Differential Diagnosis

Endogenous Causes

  • GERD
  • IBS
  • Food allergy
  • Malabsorption
  • Pyloric stenosis
  • Gastrointestinal atresia or malformation
  • Inborn error of metabolism
  • Thyroid disorder
  • Chronic infection or immunodeficiency
  • Chronic pulmonary disease
  • Congenital heart disease or heart failure
  • Malignancy
  • Celiac disease
  • Inflammatory bowel disease

Exogenous Causes

  • Breastfeeding problem (latching, suckling, or swallowing)
  • Improper formula preparation
  • Caregiver depression
  • Lack of food availability
  • Cleft lip/palate
  • Mood disorder
  • Eating disorder
  • Child neglect or abuse

Management

  • Most cases can be discharged with PCP follow up. PCPs can make appropriate referrals for nutritional counseling, lactation coaching, or formula supplementation.
  • Indications for hospitalization include failure of outpatient management, suspicion of endogenous cause requiring urgent management, suspicion of abuse or neglect, signs of traumatic injury, severe psychosocial impairment of the caregiver, or evidence of serious malnutrition (<70th percent of predicted weight for length).

Adult

  • Usually multifactorial and seen in patients with chronic illnesses.
  • Patients often have a combination of physical impairment, malnutrition, depression, and cognitive impairments.
  • Defined as unintended weight loss >5% from baseline, decreased appetite, poor nutrition, inactivity, and often accompanied by dehydration, depressive symptoms, and impaired immune function.

Evaluation

  • History and physical examination are often sufficient to make the diagnosis.

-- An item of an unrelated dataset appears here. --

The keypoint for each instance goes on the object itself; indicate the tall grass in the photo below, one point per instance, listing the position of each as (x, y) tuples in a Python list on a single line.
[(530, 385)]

Many elderly patients with failure to thrive will be unable to provide an accurate history, so family members or caregivers must be involved.
    • A thorough review of medications is necessary, as polypharmacy may contribute to failure to thrive.
    • A Mini Mental Status Exam (MMSE) should be performed to screen for cognitive decline.
  • Limited laboratory and imaging studies are recommended to screen for treatable medical conditions that may contribute to failure to thrive.
    • CBC with cultures, CMP, ESR, CRP, TSH, UA, HIV, RPR, PPD, and CXR are usually indicated.

Differential Diagnosis

  • Chronic or recurrent infections
  • Immunodeficiency
  • Endocrine disorder
  • Cancer
  • Chronic lung disease
  • Chronic renal insufficiency
  • Heart failure
  • Hepatic failure
  • Hip or other large bone fracture
  • Inflammatory bowel disease
  • Malabsorption or malnutrition
  • Rheumatologic diseases
  • Stroke
  • Depression
  • Dementia
  • Psychosis
  • Medication side effects or interactions
    • Anticholinergics, antiepileptics, benzodiazepines, beta blockers, central alpha antagonists, diuretics, steroids, neuroleptics, opioids, SSRIs, and TCAs are common culprits

Management

  • If a specific medical cause can be identified, treatment should be tailored to the etiology, taking into account the potential risks for already frail patients.
  • Oftentimes, treatment will involve nutritional supplementation, physical/occupational/speech therapy, modifications of living environment, and treatment of depression and/or dementia.